What is Emotional Intelligence?
According to Psychology Today, emotional intelligence is defined as “the ability to identify and manage your own emotions and the emotions of others.” These five steps will help you teach emotional intelligence to your toddler.
1. Model Healthy Emotional Regulation
To help your toddler learn how to regulate their emotions, make sure you are consistently modeling healthy ways to do so. As you regulate your emotions, label them and explain how you will cope with them. Count to five, take a deep breath or walk away from the situation for a minute. Don’t curse or yell; your children will mimic your words and actions.
As you read and watch TV together, label the characters’ feelings. Encourage your toddler to think about why characters are feeling this way.
2. Prioritize a Deep Connection
Your toddler will be more proficient at emotional regulation when they feel closer to you. Make sure your child feels loved and nurtured. When possible, meet your toddler’s needs. Even when this is not possible, comfort and empathize with your child.
3. Accept Your Toddler’s Emotions
As a toddler, your child will feel big emotions, such as frustration, guilt and shame, for the first time. It’s important to accept these emotions to teach your toddler that even negative emotions are normal and temporary.
Your child’s personality and temperament will affect how strongly they feel emotions and how quickly they recover from them. At this stage, you should plan for tantrums regardless of how well your child goes with the flow. Feelings may be inconvenient, but that doesn’t make them go away.

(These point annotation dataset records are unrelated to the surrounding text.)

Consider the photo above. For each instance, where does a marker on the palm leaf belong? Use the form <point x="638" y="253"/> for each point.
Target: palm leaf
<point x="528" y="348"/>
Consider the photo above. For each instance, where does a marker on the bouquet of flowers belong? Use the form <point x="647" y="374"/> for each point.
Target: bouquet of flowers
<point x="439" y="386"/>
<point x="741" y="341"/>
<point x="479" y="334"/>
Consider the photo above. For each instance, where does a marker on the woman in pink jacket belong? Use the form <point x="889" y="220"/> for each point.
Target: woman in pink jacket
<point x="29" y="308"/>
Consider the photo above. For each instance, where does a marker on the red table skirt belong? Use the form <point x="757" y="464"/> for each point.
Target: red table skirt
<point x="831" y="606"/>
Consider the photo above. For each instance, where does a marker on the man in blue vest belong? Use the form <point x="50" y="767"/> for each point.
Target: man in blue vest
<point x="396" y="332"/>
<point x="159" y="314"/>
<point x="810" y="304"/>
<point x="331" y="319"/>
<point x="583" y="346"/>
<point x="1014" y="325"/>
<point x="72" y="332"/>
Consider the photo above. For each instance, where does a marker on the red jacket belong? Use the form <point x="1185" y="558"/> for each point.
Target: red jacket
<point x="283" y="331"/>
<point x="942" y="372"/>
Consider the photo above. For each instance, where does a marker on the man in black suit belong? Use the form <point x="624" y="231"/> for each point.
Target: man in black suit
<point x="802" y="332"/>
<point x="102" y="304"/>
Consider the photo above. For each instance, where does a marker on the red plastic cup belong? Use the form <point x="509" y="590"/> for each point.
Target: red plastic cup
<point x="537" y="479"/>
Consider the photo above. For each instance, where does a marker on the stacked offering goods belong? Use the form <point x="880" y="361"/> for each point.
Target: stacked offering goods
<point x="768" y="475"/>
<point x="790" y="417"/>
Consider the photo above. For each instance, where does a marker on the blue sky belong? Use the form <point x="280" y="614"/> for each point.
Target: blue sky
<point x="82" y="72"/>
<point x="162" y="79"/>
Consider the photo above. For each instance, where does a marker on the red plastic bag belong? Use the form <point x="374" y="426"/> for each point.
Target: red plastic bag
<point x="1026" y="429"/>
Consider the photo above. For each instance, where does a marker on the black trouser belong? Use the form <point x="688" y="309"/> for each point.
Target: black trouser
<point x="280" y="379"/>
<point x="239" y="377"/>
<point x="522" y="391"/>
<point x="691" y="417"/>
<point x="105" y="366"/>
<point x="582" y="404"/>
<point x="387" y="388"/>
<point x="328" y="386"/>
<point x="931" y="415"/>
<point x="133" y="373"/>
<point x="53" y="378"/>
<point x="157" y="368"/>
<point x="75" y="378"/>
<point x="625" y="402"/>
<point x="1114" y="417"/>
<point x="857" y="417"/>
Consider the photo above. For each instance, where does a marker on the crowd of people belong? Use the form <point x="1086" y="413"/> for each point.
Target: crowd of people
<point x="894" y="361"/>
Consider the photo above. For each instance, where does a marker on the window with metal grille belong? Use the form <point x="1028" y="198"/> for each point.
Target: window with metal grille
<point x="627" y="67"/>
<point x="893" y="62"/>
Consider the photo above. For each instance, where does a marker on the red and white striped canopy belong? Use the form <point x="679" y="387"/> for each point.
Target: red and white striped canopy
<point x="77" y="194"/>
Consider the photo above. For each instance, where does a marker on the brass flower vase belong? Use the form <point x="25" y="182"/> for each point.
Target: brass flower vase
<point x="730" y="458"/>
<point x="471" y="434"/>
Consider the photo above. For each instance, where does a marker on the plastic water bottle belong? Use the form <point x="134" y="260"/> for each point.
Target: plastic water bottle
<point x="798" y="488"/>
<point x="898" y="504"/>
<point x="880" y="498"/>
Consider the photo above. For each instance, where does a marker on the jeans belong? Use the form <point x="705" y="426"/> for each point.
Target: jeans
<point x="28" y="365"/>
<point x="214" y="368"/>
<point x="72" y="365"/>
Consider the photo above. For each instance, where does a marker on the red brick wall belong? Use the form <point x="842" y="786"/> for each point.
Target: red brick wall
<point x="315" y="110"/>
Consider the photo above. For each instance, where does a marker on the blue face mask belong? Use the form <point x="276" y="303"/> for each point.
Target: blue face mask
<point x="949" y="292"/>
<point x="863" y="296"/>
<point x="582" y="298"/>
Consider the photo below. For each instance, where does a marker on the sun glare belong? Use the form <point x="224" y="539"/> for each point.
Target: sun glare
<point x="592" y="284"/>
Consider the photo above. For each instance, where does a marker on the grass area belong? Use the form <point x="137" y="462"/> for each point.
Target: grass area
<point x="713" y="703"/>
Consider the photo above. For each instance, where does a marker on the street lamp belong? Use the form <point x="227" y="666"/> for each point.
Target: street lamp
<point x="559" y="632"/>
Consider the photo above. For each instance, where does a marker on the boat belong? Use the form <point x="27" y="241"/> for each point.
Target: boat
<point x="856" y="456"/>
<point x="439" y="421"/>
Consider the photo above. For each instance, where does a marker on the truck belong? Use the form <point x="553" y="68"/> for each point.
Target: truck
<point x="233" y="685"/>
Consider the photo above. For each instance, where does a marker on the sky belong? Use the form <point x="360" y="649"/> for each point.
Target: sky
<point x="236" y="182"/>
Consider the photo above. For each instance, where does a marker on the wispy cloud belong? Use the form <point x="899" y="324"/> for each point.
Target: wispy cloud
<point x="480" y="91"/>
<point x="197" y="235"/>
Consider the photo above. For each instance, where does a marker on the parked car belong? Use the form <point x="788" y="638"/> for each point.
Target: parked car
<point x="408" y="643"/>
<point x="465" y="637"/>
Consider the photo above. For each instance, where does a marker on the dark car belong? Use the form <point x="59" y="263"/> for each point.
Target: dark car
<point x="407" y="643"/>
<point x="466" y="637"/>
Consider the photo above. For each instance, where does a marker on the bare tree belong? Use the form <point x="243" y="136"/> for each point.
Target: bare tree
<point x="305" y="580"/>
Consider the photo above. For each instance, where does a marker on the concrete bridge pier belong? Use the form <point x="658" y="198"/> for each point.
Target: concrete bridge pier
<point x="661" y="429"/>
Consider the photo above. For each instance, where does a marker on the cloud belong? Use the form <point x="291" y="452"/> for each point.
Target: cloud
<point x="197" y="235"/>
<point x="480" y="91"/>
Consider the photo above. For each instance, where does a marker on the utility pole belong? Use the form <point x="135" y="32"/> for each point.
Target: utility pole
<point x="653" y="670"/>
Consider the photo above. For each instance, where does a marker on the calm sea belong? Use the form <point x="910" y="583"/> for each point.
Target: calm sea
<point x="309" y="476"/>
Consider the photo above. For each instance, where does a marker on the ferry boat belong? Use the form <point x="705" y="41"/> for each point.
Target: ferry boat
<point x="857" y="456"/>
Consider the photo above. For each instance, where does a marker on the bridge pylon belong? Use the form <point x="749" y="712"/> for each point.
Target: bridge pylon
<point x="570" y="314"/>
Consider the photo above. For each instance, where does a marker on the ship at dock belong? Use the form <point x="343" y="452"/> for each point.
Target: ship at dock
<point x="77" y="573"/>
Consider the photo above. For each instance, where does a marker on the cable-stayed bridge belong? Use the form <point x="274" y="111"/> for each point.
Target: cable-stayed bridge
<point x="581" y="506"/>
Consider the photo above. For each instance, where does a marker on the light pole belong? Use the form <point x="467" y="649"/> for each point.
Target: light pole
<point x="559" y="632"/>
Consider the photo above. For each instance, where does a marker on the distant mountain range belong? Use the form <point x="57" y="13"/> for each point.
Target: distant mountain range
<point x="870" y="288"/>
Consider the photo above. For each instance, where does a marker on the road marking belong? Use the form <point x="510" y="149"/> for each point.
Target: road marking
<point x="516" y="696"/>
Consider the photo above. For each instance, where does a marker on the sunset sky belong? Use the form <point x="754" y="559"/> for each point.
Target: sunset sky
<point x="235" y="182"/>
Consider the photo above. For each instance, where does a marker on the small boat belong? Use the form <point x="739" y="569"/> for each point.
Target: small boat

4. Resist the Urge to Punish
Guide behavior, rather than punish it. Instead of telling your toddler what they can’t do, encourage them to express their emotions in a healthy way. Hitting is not an effective way to express anger. Screaming into a pillow and painting an angry picture are.
Continue positively redirecting emotions until your child is able to do so on their own.
5. Provide a Safe Space to Feel Emotions
Your home should be a place where toddlers feel safe learning how to identify and regulate their emotions. While at home:
- At the dinner table, ask everyone how they felt throughout the day.
- Encourage emotions during pretend play.
- Make a cozy corner where your toddler can go when they need to calm down.
- Empathize with your toddler’s emotions, rather than talking them out of the emotions.
- Give your toddler choices to help them feel empowered rather than frustrated.